While we mustn’t underestimate the complexity of the challenge at hand, the solution itself is simple. Let wildlife back in, protect it, and ecosystems begin to restore themselves faster than most people can begin to imagine. The difficulty is the time it takes to restore what we’ve destroyed. But even that can be in the order of a few years. Yet it is a few years of pain. In our case, in Melbourne, recreational fishing is the greatest pressure. It is a lifestyle impact, not a commercial one, and it is highly emotive. But we have no choice. Unless we reduce the pressure our ecosystems will all become rock barrens.

However, once people see that recovery is possible it creates consensus. Without this context first, conservation can’t work.

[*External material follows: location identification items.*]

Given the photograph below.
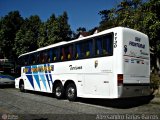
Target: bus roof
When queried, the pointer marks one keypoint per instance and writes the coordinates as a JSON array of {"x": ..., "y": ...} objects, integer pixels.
[{"x": 79, "y": 39}]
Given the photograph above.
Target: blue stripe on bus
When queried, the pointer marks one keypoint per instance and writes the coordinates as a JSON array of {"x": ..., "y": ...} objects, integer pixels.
[
  {"x": 46, "y": 73},
  {"x": 35, "y": 75},
  {"x": 30, "y": 78}
]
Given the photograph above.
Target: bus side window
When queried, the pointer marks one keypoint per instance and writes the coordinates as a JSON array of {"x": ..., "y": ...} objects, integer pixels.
[
  {"x": 98, "y": 46},
  {"x": 63, "y": 55},
  {"x": 87, "y": 48},
  {"x": 107, "y": 45},
  {"x": 69, "y": 52},
  {"x": 49, "y": 56},
  {"x": 54, "y": 55},
  {"x": 78, "y": 52}
]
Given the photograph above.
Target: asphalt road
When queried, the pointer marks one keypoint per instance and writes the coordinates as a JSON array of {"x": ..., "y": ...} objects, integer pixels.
[{"x": 41, "y": 106}]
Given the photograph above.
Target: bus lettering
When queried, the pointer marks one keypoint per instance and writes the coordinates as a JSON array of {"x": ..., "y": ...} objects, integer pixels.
[{"x": 131, "y": 43}]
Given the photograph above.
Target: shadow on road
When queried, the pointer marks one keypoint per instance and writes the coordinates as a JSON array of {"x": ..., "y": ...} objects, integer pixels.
[
  {"x": 122, "y": 103},
  {"x": 119, "y": 103},
  {"x": 7, "y": 86}
]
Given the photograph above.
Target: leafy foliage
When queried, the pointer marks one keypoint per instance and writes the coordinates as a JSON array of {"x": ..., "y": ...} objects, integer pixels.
[{"x": 138, "y": 15}]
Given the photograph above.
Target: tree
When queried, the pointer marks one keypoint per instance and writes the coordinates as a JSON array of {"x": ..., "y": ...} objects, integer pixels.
[
  {"x": 9, "y": 25},
  {"x": 138, "y": 15},
  {"x": 28, "y": 35},
  {"x": 58, "y": 29}
]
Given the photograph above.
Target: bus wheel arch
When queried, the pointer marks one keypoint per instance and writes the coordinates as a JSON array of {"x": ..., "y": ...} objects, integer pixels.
[
  {"x": 70, "y": 90},
  {"x": 21, "y": 85},
  {"x": 58, "y": 89}
]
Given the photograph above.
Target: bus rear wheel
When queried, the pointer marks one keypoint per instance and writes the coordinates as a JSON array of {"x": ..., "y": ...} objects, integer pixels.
[
  {"x": 59, "y": 91},
  {"x": 71, "y": 92},
  {"x": 21, "y": 86}
]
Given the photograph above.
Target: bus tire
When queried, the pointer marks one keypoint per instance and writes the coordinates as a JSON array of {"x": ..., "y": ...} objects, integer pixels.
[
  {"x": 59, "y": 91},
  {"x": 71, "y": 92},
  {"x": 21, "y": 86}
]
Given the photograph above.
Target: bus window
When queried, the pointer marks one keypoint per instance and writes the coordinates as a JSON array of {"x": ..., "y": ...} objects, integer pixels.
[
  {"x": 49, "y": 59},
  {"x": 69, "y": 52},
  {"x": 66, "y": 53},
  {"x": 62, "y": 54},
  {"x": 103, "y": 45},
  {"x": 54, "y": 55},
  {"x": 84, "y": 49},
  {"x": 32, "y": 59}
]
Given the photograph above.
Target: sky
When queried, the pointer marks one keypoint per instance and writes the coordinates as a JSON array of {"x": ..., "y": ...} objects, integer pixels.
[{"x": 81, "y": 13}]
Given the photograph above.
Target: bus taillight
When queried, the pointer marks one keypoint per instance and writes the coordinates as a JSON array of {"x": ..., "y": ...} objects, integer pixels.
[{"x": 120, "y": 79}]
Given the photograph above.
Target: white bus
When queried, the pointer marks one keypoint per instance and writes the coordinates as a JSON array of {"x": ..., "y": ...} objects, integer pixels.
[{"x": 114, "y": 63}]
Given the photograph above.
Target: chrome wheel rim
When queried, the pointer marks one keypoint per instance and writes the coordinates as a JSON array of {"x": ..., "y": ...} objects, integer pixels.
[
  {"x": 58, "y": 91},
  {"x": 71, "y": 92}
]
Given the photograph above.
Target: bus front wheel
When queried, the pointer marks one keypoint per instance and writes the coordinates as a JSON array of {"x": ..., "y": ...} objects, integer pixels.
[
  {"x": 59, "y": 91},
  {"x": 71, "y": 92},
  {"x": 21, "y": 86}
]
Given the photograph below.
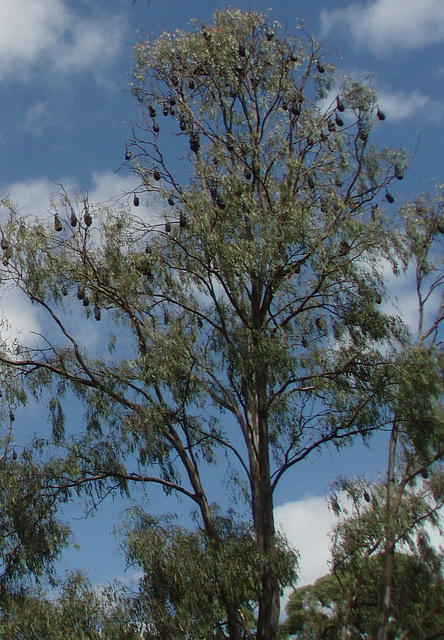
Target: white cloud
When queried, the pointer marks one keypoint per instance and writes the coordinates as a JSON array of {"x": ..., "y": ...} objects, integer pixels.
[
  {"x": 34, "y": 196},
  {"x": 37, "y": 117},
  {"x": 388, "y": 25},
  {"x": 401, "y": 105},
  {"x": 307, "y": 524},
  {"x": 18, "y": 318},
  {"x": 47, "y": 34}
]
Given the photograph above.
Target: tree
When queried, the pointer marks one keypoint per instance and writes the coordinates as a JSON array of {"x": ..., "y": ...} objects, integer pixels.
[
  {"x": 247, "y": 299},
  {"x": 31, "y": 534},
  {"x": 78, "y": 611},
  {"x": 319, "y": 610},
  {"x": 391, "y": 514}
]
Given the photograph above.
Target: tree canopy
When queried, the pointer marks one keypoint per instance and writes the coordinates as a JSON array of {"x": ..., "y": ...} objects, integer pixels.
[{"x": 242, "y": 309}]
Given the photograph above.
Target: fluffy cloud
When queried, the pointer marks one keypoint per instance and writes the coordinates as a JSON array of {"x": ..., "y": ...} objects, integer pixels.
[
  {"x": 387, "y": 25},
  {"x": 48, "y": 34},
  {"x": 401, "y": 105},
  {"x": 307, "y": 524}
]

Heavy-handed tactics to manipulate broken systems are far from effective and can be equally damaging. At the very least it’s pouring good money after bad. It’s wasting valuable time. Instead we need an approach that empowers community imagination and breaks down the ‘[political influence] … economic factors and … dogma’ that Clover and other authors such as Schwartz so elegantly describe.

‘It was their set of beliefs that convinced them it was impossible. Once we acknowledged it could happen, it took the pressure off. This freed up their minds so they could consider what they would do.

Judith Schwartz, The Reindeer Chronicles.

The path to success isn’t to centralise decision-making with quotas or mandates. In the immediate term it’s not even to do ecological research. It’s to exchange knowledge with local people and cede control back to communities of people and other animals.

‘To rewild the sea is to bring back lost and depleted species to our oceans and restore ecosystems that have been harmed by human activities – simply by stepping back and letting nature repair the damage, or by reintroducing species or restoring habitats.

Charles Clover, Rewilding the Sea

We must give nature the time and space to recover itself.

The people who have the most to gain or lose will eventually reach a consensus that is sustainable. That is why they need people to be part of the solution. That’s the only way to create long-term protection.